Mais c’est surtout son œuvre d’historien qui nous intéresse aujourd’hui. Il faut d’abord parler de son livre sur Swedenborg, ce grand « visionnaire du XVIIIe siècle » (publié chez Masson en 1899). Ce personnage singulier d’origine suédoise s’appelait en fait Emmanuel Swerdberg et devait plus tard, quand la reine Ulric Eléonore, soeur de Charles XII, l’eût fait entrer dans l’ordre équestre, changer son nom en celui de Swedenborg sous lequel il est connu. Doué d’une activité prodigieuse, d’une intelligence remarquable et variée, tour à tour littérateur, poète, homme de science théorique et pratique, Swedenborg est peut-être le plus original des hallucinés mystiques qui se soit jamais rencontré. On a dit de lui qu’il avait été le surnaturel incarné ; il en fut du moins l’expression portée à sa plus haute puissance les cieux lui sont ouverts, les anges lui parlent, Dieu lui apparaît; il voit à Gothenbourg quelle maison dévore un incendie qui éclate à Stockholm ; il va trouver dans l’autre monde, fût-ce en enfer, tout personnage qui l’intéresse ; il s’en fait instruire ou l’instruit, qu’il soit dans l’éternité depuis trois siècles, depuis hier ou depuis trois mille ans. Et il a laissé un enseignement mystique pour lequel il aura pendant plus de deux siècles de nombreux zélateurs.

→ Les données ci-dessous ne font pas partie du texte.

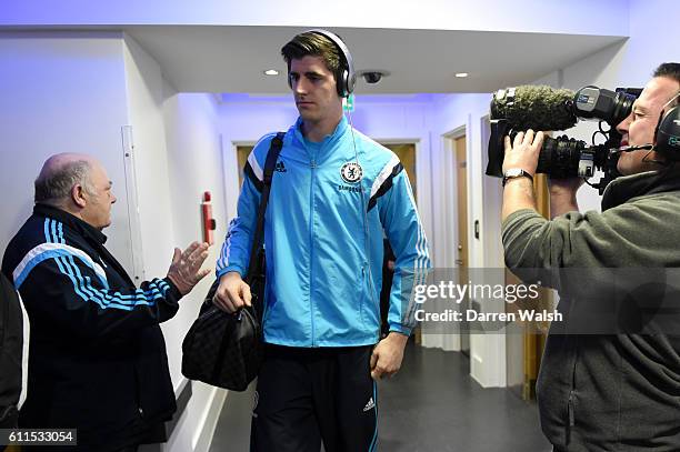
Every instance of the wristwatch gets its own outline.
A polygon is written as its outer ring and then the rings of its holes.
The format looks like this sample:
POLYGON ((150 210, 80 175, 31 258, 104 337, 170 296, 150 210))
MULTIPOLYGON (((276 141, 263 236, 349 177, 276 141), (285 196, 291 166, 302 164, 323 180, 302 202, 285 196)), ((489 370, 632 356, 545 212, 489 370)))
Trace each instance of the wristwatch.
POLYGON ((508 183, 510 179, 517 178, 529 178, 529 180, 533 182, 533 175, 529 174, 527 171, 521 168, 510 168, 503 172, 503 187, 506 187, 506 183, 508 183))

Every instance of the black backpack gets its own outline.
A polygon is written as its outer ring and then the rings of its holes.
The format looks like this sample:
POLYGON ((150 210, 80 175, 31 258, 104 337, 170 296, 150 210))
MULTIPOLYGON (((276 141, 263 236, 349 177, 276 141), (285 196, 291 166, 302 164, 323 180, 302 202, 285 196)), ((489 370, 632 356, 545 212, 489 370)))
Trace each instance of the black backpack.
POLYGON ((0 273, 0 429, 17 426, 22 353, 23 314, 19 295, 0 273))
POLYGON ((212 304, 219 280, 212 283, 198 319, 182 342, 182 374, 188 379, 231 391, 246 391, 258 375, 264 351, 262 342, 267 269, 262 248, 264 211, 282 145, 283 132, 279 132, 271 141, 264 163, 262 195, 246 277, 252 293, 252 307, 242 308, 236 314, 223 312, 212 304))

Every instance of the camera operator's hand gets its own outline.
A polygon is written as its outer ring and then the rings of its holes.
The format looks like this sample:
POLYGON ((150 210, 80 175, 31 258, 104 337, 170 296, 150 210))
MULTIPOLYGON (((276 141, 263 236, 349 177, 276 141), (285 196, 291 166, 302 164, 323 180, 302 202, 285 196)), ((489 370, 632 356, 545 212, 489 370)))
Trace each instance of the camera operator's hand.
POLYGON ((212 302, 222 311, 233 313, 244 305, 250 305, 251 299, 250 285, 241 279, 239 272, 230 271, 220 278, 220 285, 212 302))
POLYGON ((506 157, 503 159, 503 173, 509 169, 519 168, 529 174, 536 174, 538 157, 543 145, 543 132, 533 133, 529 129, 527 133, 519 132, 512 144, 510 137, 506 137, 506 157))
POLYGON ((208 258, 208 243, 193 242, 184 251, 174 249, 168 278, 177 287, 180 293, 186 295, 200 280, 206 278, 211 270, 201 265, 208 258))
POLYGON ((586 182, 586 180, 582 178, 548 179, 551 218, 579 210, 576 193, 583 182, 586 182))

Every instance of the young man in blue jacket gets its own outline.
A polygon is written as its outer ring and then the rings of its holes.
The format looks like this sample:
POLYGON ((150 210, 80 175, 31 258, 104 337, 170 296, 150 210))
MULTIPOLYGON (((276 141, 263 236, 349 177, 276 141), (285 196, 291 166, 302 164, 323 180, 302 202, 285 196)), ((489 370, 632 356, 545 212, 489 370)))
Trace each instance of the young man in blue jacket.
MULTIPOLYGON (((282 49, 300 118, 283 138, 264 222, 266 360, 258 378, 256 451, 367 451, 377 444, 376 383, 394 374, 414 325, 412 289, 430 267, 403 167, 353 130, 342 98, 354 84, 344 43, 324 30, 282 49), (397 257, 389 334, 380 340, 383 231, 397 257)), ((247 273, 264 161, 274 134, 246 164, 217 263, 214 302, 250 304, 247 273)))

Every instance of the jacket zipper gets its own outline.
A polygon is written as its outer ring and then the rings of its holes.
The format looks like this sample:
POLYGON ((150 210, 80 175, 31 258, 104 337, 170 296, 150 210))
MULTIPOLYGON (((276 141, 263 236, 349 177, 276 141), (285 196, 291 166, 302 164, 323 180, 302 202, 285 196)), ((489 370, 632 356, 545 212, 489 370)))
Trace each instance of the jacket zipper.
POLYGON ((576 425, 576 408, 574 408, 574 399, 576 399, 576 372, 577 365, 579 362, 579 338, 574 338, 576 346, 574 346, 574 355, 573 355, 573 366, 571 368, 571 388, 569 389, 569 398, 567 399, 567 445, 571 442, 571 431, 576 425))
POLYGON ((310 162, 311 167, 311 187, 309 190, 309 314, 311 317, 311 329, 312 329, 312 346, 317 346, 316 332, 314 332, 314 302, 313 302, 313 289, 312 284, 314 281, 314 183, 317 177, 317 161, 312 150, 312 159, 310 162))

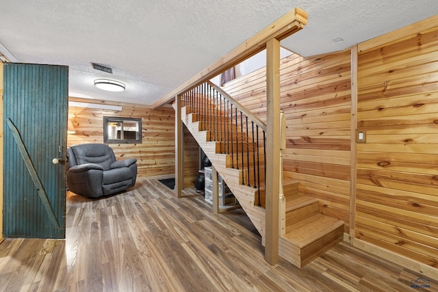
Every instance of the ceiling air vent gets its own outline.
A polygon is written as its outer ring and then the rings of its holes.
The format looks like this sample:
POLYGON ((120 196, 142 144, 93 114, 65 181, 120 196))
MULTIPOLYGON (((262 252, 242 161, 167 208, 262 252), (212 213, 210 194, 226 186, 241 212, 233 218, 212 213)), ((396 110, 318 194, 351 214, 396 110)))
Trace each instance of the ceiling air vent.
POLYGON ((99 65, 96 63, 91 63, 92 67, 94 69, 99 70, 99 71, 106 72, 107 73, 112 74, 112 69, 110 67, 107 67, 105 66, 99 65))

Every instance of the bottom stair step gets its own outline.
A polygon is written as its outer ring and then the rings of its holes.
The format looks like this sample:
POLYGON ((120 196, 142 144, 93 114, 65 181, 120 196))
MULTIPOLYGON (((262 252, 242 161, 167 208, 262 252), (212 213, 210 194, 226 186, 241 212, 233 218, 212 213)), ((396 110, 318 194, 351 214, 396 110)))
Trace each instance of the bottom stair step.
POLYGON ((280 237, 280 256, 304 267, 342 240, 344 222, 318 213, 287 227, 280 237))

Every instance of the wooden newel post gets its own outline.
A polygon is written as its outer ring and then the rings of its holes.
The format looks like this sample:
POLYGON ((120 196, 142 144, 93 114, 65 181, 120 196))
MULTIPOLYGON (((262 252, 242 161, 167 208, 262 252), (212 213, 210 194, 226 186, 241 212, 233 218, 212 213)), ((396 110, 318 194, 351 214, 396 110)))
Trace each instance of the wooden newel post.
POLYGON ((283 153, 286 148, 286 118, 283 111, 280 111, 280 185, 279 190, 279 230, 280 235, 284 235, 286 233, 286 198, 283 189, 283 153))

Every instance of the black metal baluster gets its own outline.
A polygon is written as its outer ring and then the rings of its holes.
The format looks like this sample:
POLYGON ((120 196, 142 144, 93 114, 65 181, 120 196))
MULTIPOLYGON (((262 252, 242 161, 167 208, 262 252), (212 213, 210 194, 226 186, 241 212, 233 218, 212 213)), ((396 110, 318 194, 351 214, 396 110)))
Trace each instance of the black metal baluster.
POLYGON ((228 99, 227 100, 227 141, 228 142, 228 143, 227 144, 227 154, 230 154, 230 143, 229 143, 229 135, 232 135, 231 133, 230 133, 230 111, 229 111, 229 109, 230 109, 230 101, 229 101, 228 99))
POLYGON ((250 187, 251 185, 250 183, 250 167, 249 167, 249 136, 248 135, 248 116, 245 116, 246 122, 246 169, 248 173, 248 186, 250 187))
POLYGON ((260 160, 259 157, 259 125, 255 125, 256 135, 257 135, 257 188, 259 189, 259 204, 257 206, 261 207, 260 204, 260 160))
POLYGON ((254 176, 254 188, 257 187, 257 184, 255 183, 255 142, 254 141, 254 121, 251 121, 251 130, 253 131, 253 170, 254 170, 254 173, 253 174, 254 176))
MULTIPOLYGON (((230 122, 231 124, 231 168, 234 168, 234 149, 233 146, 233 104, 231 105, 231 114, 230 114, 230 122)), ((237 133, 237 131, 236 131, 237 133)))
POLYGON ((216 141, 219 141, 219 92, 217 91, 216 93, 216 141))
POLYGON ((239 133, 237 124, 237 107, 235 108, 235 158, 236 158, 236 170, 239 169, 239 133))
MULTIPOLYGON (((266 179, 266 133, 263 131, 263 160, 265 162, 265 180, 266 179)), ((266 185, 266 184, 265 184, 266 185)))
POLYGON ((245 184, 245 165, 244 157, 244 120, 240 111, 240 143, 242 144, 242 184, 245 184))
POLYGON ((220 153, 222 154, 223 153, 222 152, 222 144, 224 142, 222 137, 222 94, 219 94, 219 96, 220 96, 219 98, 219 147, 220 147, 220 153))
POLYGON ((209 92, 208 96, 208 132, 209 141, 211 141, 211 86, 209 86, 209 92))

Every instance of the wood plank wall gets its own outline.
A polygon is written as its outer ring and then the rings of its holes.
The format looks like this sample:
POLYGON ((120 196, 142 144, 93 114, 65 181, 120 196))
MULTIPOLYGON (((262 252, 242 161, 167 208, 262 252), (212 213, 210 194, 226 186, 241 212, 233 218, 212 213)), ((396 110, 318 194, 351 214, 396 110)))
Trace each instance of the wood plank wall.
MULTIPOLYGON (((76 131, 69 134, 68 146, 103 143, 104 116, 141 118, 142 143, 110 144, 118 158, 137 158, 138 177, 175 176, 175 110, 170 106, 152 110, 148 105, 70 98, 70 101, 116 105, 121 111, 69 107, 68 116, 76 131)), ((198 148, 190 132, 184 131, 184 187, 194 185, 197 175, 198 148)))
MULTIPOLYGON (((281 64, 281 107, 287 119, 284 176, 300 181, 302 194, 346 223, 350 178, 350 51, 305 59, 292 55, 281 64)), ((227 83, 224 89, 266 120, 266 68, 227 83)))
POLYGON ((438 26, 422 25, 359 46, 356 237, 438 267, 438 26))

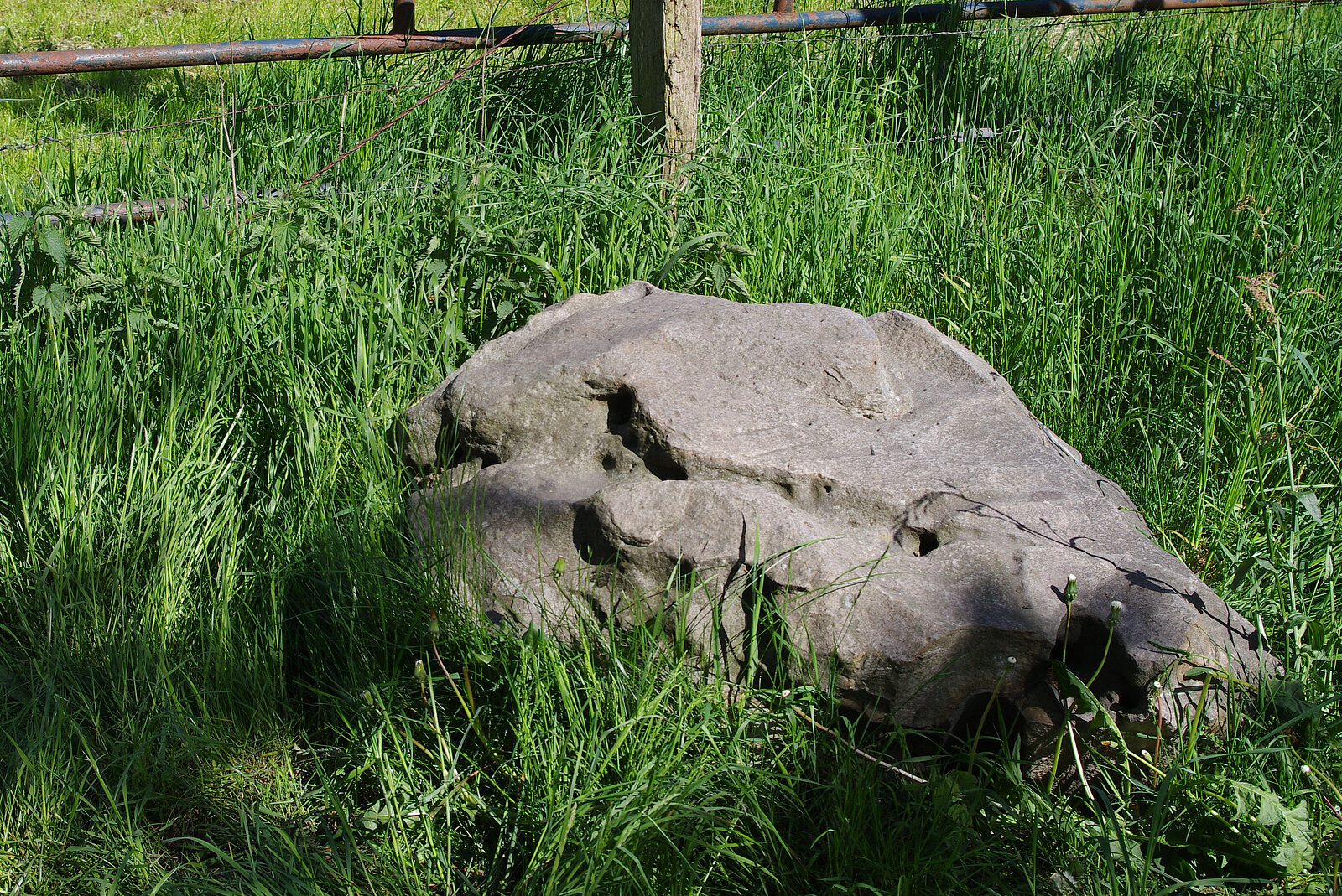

G. Ballet l’étudiera, comme l’avait fait quelques années avant lui Lélut pour Socrate (Le démon de Socrate) et pour Pascal (L’amulette de Pascal), non dans le but d’une simple pathopsychobiographie, mais pour préciser ses vues sur les délires mystiques, en montrant que celui de Swedenborg, loin d’être hystérique, relève d’une psychose hallucinatoire onirique. Son étude est très fouillée et se veut « à la fois biographique, psychologique et clinique ». Et Swedenborg est pour lui, sans aucun doute, « un des hallucinés les plus remarquables qu’on ait vus » de tous les temps. Mais il s’en voudrait de réduire cette grande personnalité à un portrait de malade mental. « Que ceux, écrit-il en terminant son ouvrage, qui ont voué à Swedenborg et à ses doctrines une admiration sans limites, continuent à entourer d’un culte pieux le souvenir de cette figure étrange: nous nous en voudrions d’avoir, en faisant résonner une note discordante, troublé leur âme et scandalisé leur conscience. Nous nous sommes bornés à revendiquer pour la pathologie ce qui lui revient dans la vie si curieusement mouvementée et dans les oeuvres si remplies d’originalité du « prince des voyants ». Swedenborg fut un malade : aucune considération sentimentale ne saurait prévaloir contre cette constatation. Ce qui n’empêche pas d’admettre avec un de ses panégyristes, que dans le dernier siècle « qui eût tant d’hommes éminents, nul ne fut plus laborieux, plus honnête, plus savant, plus ingénieux, plus fécond écrivain ».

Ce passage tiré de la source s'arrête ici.